Evidemment, le fait de créer des logiciels pour le renseignement n'a pas manqué d'attirer l'ire des défenseurs des libertés publiques. Mais pour Palantir, c'est justement son approche qui permet de préserver les libertés publiques. Le fameux programme de metadata de la NSA--dont la France s'inspire d'ailleurs--, où les données téléphoniques de tous les citoyens américains sont siphonées dans une grande base de données pour ensuite essayer d'en faire sortir des schémas statistiquement corrélés à une activité terroriste, sont le genre d'approche "Big Data" qui vont à l'opposé de la vision de Palantir. Ce genre d'approche statistique et de data mining demande, effectivement, d'avoir accès aux données de tous. A contrario, un analyste de Palantir n'a besoin de données que très spécifiques. Et le logiciel Palantir inclut un journal de ce que font tous les utilisateurs, pour que soit vérifié le fait qu'ils ne cherchent rien auquel ils ne devraient pas avoir accès.

Un business model innovant

Un autre aspect de Palantir est intéressant : son business model. Vendre au secteur public est souvent perçu à raison comme un cauchemar, dans tous les pays. Pour valider les besoins de ses clients, les concepteurs du premier produit prenaient l'avion de la Silicon Valley à Washington tous les quinze jours pour leur montrer des démonstrations du produit et le changer en fonction de leurs demandes. Comme le dit Bob McGrew, directeur technique : "On leur montrait dix fonctionnalités dans une démonstration live, et en général ils en aimaient une ou deux, donc on abandonnait les autres. C'était douloureux, mais nous sommes devenus très bons à les bâtir juste assez pour leur permettre de décider si ils la voulaient ou pas.
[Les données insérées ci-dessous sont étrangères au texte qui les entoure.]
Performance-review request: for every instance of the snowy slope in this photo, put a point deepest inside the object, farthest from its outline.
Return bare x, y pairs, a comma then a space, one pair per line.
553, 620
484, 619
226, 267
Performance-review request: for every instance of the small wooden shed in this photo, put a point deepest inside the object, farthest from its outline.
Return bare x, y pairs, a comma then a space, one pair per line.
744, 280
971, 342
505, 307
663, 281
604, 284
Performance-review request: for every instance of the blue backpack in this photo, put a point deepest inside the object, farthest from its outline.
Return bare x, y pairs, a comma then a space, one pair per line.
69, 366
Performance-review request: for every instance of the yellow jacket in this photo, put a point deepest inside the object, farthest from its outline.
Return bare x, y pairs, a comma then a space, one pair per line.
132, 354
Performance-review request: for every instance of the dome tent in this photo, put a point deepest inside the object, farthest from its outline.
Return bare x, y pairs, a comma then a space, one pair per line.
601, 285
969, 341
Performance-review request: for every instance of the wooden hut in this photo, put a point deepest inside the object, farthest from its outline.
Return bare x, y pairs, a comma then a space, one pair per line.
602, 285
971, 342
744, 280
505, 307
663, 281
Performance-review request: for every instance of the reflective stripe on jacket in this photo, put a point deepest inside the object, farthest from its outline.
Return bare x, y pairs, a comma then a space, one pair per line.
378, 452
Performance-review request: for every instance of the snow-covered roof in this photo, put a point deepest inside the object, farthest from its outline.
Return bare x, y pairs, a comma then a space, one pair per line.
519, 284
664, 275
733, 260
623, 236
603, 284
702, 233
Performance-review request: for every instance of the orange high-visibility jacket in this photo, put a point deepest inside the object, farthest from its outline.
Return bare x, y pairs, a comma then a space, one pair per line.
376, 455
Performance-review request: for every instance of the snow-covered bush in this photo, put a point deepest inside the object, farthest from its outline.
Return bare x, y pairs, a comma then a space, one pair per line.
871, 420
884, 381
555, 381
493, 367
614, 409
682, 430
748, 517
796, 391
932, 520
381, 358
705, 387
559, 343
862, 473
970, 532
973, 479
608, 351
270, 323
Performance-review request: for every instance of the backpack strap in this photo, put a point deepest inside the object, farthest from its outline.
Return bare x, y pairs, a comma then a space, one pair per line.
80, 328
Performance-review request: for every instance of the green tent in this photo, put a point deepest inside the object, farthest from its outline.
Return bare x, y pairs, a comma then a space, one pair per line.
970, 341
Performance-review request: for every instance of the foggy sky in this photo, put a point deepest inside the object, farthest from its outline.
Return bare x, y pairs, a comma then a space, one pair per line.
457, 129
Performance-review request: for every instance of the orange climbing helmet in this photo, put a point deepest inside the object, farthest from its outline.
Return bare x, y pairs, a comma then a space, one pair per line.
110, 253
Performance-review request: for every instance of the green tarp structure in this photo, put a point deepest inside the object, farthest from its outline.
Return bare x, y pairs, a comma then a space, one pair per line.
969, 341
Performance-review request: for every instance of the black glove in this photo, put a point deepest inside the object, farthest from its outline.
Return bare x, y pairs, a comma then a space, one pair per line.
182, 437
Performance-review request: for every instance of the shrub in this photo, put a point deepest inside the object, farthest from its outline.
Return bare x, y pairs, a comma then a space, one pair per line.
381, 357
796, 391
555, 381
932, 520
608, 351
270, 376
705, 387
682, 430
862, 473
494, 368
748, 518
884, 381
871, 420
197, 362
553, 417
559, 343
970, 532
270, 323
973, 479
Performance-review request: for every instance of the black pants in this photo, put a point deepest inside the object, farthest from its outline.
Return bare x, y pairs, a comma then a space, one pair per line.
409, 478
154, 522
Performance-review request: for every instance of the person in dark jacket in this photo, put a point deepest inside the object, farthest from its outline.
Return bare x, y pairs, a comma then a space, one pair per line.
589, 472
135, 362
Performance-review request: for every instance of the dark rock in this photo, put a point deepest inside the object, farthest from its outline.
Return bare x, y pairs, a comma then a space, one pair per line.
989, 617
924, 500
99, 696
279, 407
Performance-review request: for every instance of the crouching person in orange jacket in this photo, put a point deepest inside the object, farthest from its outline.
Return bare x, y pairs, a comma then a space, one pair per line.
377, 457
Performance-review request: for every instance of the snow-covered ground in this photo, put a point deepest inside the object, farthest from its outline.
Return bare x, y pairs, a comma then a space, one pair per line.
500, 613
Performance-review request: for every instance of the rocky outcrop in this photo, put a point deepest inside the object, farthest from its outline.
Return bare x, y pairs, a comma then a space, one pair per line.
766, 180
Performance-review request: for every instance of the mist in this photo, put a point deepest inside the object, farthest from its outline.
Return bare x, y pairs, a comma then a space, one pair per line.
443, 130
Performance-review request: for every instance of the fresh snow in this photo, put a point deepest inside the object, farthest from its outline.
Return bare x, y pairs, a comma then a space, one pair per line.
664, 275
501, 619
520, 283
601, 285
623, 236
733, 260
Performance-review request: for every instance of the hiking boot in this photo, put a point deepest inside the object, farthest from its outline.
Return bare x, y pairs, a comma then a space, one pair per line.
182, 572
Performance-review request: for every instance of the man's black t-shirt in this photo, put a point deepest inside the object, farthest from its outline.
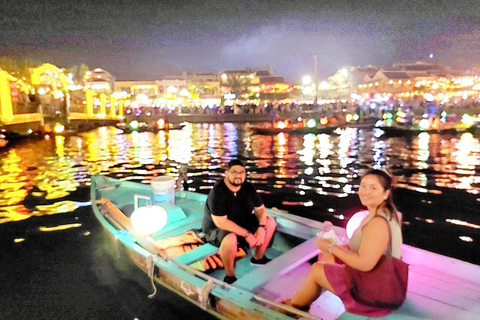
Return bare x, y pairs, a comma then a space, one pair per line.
237, 206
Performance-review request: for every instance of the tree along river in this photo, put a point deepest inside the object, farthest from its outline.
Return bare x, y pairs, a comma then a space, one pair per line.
316, 176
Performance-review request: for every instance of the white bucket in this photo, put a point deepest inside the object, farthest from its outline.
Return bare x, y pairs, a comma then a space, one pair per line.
163, 189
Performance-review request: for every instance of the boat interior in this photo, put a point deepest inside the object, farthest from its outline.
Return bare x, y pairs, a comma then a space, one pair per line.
439, 287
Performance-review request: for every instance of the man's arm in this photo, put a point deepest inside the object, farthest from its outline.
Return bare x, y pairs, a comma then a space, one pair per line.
222, 222
261, 214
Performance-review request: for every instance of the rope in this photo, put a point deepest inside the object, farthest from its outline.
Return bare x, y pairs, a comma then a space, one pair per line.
205, 293
151, 271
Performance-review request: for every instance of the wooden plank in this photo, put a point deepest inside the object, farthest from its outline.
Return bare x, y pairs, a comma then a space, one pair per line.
444, 282
196, 254
451, 266
280, 265
445, 279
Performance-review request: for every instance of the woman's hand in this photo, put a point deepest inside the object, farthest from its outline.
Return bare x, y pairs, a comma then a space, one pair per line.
323, 244
251, 240
260, 235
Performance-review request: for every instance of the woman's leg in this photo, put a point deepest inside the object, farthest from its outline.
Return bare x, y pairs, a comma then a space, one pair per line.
312, 287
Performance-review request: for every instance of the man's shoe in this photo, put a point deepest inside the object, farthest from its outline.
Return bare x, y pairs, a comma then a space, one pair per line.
229, 279
260, 262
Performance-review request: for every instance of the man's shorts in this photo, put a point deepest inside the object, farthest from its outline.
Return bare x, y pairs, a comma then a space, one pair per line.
215, 236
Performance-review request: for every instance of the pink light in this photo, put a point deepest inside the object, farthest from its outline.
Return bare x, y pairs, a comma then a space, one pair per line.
355, 222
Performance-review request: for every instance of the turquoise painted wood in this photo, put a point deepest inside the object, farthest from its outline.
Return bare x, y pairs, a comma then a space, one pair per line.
439, 287
196, 254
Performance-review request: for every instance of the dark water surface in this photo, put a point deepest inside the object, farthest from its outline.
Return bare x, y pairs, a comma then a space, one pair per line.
57, 265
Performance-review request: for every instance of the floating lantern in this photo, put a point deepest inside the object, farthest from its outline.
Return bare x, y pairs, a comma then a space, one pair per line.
59, 128
161, 123
311, 123
134, 124
424, 124
149, 219
355, 222
467, 120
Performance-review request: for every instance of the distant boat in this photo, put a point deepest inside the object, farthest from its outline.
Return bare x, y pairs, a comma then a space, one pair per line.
295, 129
439, 287
396, 130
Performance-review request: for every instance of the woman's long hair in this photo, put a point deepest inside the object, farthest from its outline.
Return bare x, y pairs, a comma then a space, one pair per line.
387, 183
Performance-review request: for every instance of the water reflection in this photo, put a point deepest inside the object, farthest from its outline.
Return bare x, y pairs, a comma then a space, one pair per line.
307, 173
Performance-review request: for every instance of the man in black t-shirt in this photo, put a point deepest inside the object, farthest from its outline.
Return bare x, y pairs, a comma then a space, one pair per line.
229, 222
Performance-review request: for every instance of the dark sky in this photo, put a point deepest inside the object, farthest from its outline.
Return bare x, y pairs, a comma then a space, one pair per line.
146, 40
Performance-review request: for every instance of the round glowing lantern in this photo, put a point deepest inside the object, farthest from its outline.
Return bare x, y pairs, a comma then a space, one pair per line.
161, 123
134, 124
59, 128
467, 119
355, 222
149, 219
311, 123
424, 124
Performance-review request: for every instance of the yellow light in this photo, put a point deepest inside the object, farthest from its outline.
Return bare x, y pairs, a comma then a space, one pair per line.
311, 123
59, 128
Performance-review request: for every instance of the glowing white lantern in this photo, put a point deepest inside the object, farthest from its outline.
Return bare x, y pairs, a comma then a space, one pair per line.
150, 219
355, 222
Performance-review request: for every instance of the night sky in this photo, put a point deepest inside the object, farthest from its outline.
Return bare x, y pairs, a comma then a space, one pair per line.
147, 40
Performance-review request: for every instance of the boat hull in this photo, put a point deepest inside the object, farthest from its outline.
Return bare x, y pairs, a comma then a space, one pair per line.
439, 287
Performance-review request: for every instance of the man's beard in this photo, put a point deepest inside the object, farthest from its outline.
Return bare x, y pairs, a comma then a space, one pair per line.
234, 183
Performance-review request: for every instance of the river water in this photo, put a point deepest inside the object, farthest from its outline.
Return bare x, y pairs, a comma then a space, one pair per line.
60, 267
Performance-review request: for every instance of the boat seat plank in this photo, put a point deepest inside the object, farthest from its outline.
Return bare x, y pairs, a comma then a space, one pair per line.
445, 278
181, 225
280, 265
196, 254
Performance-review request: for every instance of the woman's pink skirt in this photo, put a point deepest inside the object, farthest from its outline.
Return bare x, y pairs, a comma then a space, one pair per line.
335, 273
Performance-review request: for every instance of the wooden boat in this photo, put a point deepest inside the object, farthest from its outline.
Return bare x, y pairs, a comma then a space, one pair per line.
315, 130
396, 130
149, 128
439, 287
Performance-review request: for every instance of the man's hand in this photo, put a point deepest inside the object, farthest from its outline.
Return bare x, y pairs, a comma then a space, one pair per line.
251, 240
260, 235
Nous avons aussi découvert que les démonstrations en direct valent mieux que les captures d'écran, malgré le travail supplémentaire, parce que nos clients comprenaient mieux le logiciel et pouvaient nous donner plus de feedback."
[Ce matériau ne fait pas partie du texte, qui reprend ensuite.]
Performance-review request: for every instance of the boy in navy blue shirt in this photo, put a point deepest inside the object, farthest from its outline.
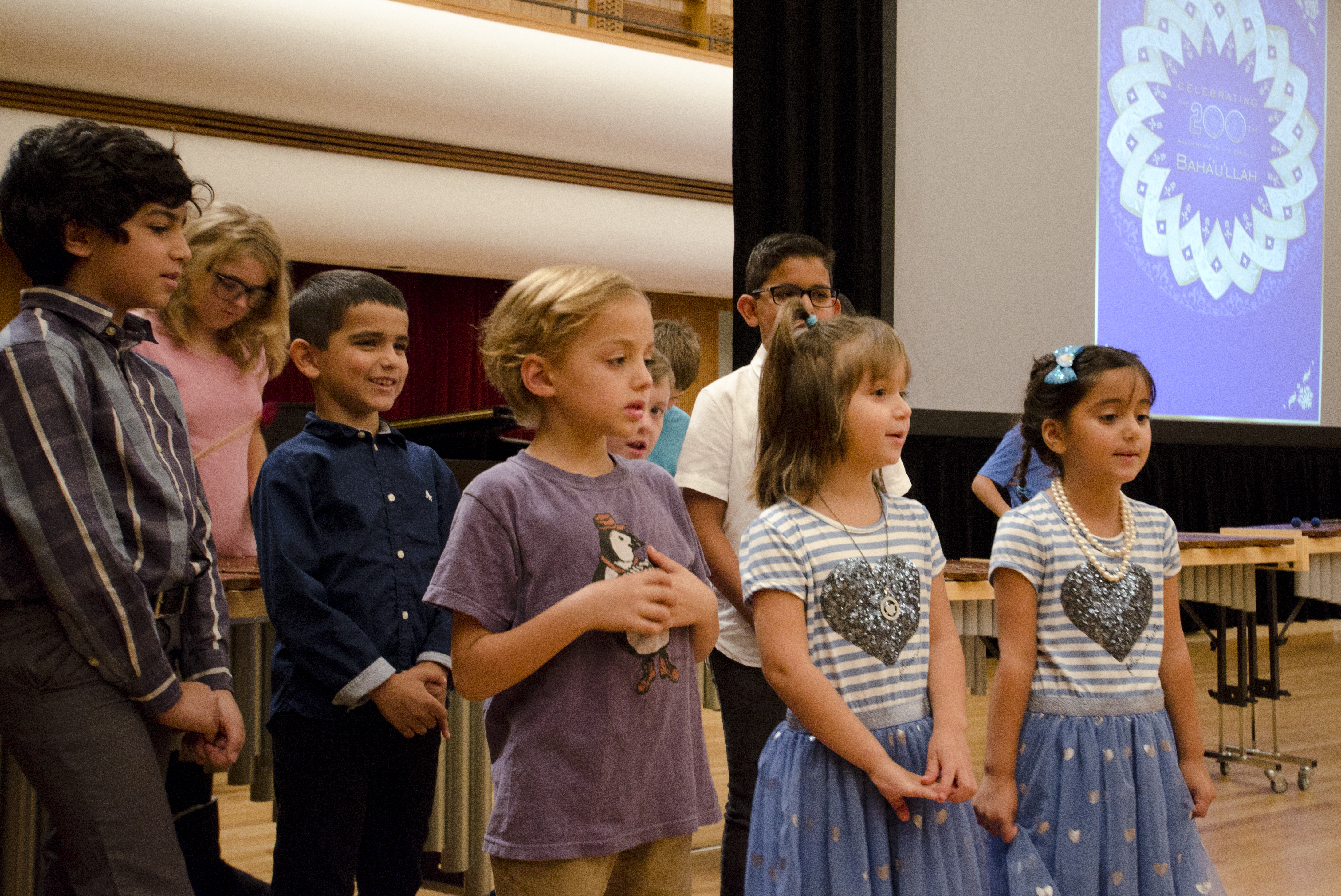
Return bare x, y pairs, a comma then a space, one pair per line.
351, 520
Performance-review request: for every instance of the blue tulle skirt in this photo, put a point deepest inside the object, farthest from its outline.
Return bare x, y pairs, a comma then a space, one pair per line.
820, 827
1103, 812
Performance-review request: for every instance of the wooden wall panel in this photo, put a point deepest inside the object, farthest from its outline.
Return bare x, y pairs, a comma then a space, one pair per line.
702, 314
13, 280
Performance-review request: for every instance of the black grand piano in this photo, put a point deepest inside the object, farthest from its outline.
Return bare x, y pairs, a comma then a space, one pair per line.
470, 442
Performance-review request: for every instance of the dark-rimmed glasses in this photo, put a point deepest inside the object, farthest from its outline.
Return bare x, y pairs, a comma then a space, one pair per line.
821, 297
230, 289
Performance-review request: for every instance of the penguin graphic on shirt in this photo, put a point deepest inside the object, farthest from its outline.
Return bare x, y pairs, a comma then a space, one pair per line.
619, 557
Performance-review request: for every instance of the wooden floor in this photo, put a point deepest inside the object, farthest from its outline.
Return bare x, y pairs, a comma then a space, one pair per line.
1261, 843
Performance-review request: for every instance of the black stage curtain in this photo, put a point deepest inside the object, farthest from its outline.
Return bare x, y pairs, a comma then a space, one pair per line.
806, 131
1202, 487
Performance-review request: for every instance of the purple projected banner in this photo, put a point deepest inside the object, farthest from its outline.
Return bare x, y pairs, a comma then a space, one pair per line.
1209, 257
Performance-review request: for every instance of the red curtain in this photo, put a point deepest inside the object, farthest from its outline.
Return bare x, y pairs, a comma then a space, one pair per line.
446, 371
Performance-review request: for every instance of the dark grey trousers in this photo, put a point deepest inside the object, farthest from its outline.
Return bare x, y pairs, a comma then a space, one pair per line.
96, 762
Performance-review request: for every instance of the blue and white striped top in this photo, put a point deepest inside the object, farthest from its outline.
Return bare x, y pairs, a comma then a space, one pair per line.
793, 549
1033, 541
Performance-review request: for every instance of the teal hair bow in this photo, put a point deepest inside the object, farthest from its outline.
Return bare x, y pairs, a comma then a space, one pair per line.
1063, 372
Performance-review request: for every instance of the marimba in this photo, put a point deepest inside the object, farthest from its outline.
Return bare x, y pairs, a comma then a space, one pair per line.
463, 789
1221, 569
974, 605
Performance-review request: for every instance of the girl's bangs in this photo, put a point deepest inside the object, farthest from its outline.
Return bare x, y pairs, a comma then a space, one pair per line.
878, 352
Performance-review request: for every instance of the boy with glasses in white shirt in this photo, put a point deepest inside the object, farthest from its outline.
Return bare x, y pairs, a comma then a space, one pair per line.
717, 465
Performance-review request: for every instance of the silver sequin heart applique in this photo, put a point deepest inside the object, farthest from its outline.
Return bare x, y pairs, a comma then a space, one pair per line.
1114, 615
875, 607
En restant très proche du client et en incorporant son feedback très régulièrement et rapidement, il renforce la relation avec son client et rapproche le logiciel de ses besoins. 

Le fait de rester proche du client est en réalité la clé de la stratégie marketing redoutable de l'entreprise. Par exemple, l'entreprise a offert des formations gratuites avant signature de tout contrat dans de nombreuses agences de renseignement américaines ; lorsque les vendeurs arrivaient, Palantir était déjà connu par bouche à oreilles. Intelligemment, ils ont fait exprès de faire ressembler l'interface de leur logiciel aux genre de logiciels qu'on voit dans les films, pour leur donner un côté "James Bond."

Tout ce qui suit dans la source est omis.